Pada Pasal 4 UU tersebut menyatakan bahwa pemerintah wajib memberikan kemudahan akses terhadap BBM bersubsidi dan menjamin keberlanjutan usaha nelayan.
Terakhir, persyaratan VMS tidak tepat karena nelayan kecil rentan secara ekonomi dan harus terbebani membeli VMS seharga Rp15-20 juta. Itu belum termasuk biaya operasional tahunan sekitar Rp6 juta.

Perbaiki distribusi
Dani Setiawan, Ketua Umum KNTI menyebut kalau perikanan skala kecil seringkali terabaikan dalam rantai pasok produksi pangan, meski peranannya sangat penting. Di negara berpenghasilan rendah hingga menengah, sektor perikanan bergantung pada perikanan skala kecil.
Bentuk pengabaian itu terlihat dari pengelolaan sumber daya, riset-riset mengenai sistem pangan, dan pengembangan kebijakan yang kurang mendukung perikanan kecil. Padahal, pada skala global, sektor ini menghasilkan nilai tangkapan hingga USD36,9 juta atau setara dengan 40% total produksi perikanan tangkap dunia.
“Asia adalah kawasan dengan kontribusi terbesar untuk tangkapan perikanan skala kecil selama periode 2013-2017, yaitu 64% atau 23,4 juta ton dari total produksi global,” papar Dani dalam “Rembuk Pangan Pesisir 2024: Suara Nelayan untuk Kedaulatan Pangan” belum lama ini.
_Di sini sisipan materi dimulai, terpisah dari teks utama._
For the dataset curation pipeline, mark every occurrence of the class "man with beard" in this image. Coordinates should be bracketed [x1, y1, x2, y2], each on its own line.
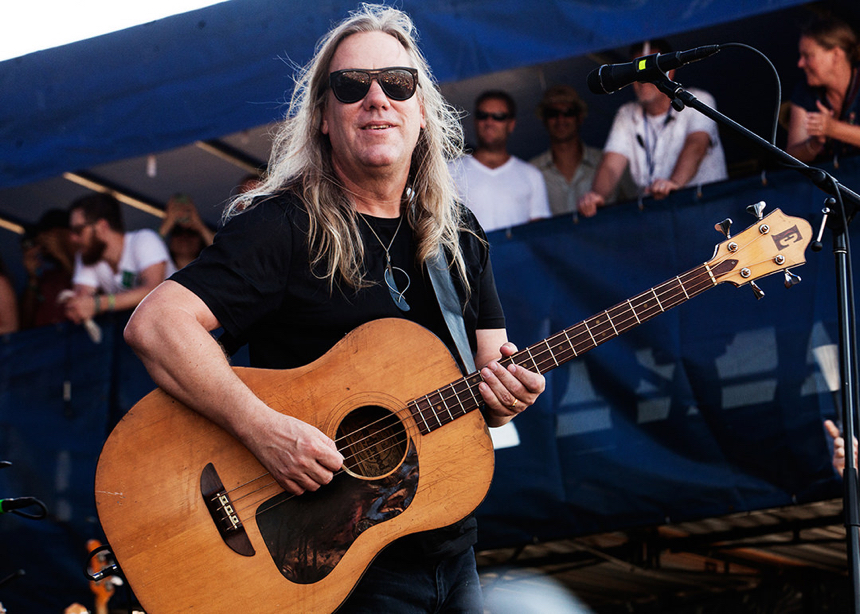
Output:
[66, 194, 176, 324]
[577, 39, 728, 217]
[451, 90, 552, 232]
Trian Yunanda, Staf Ahli Menteri Kelautan dan Perikanan Bidang Ekonomi, Sosial, dan Budaya, memastikan untuk mencari solusi terkait sulitnya akses BBM bersubsidi oleh nelayan kecil. Termasuk, memperbaiki sistem distribusi dengan membangun SPBUN melalui kerja sama dengan swasta.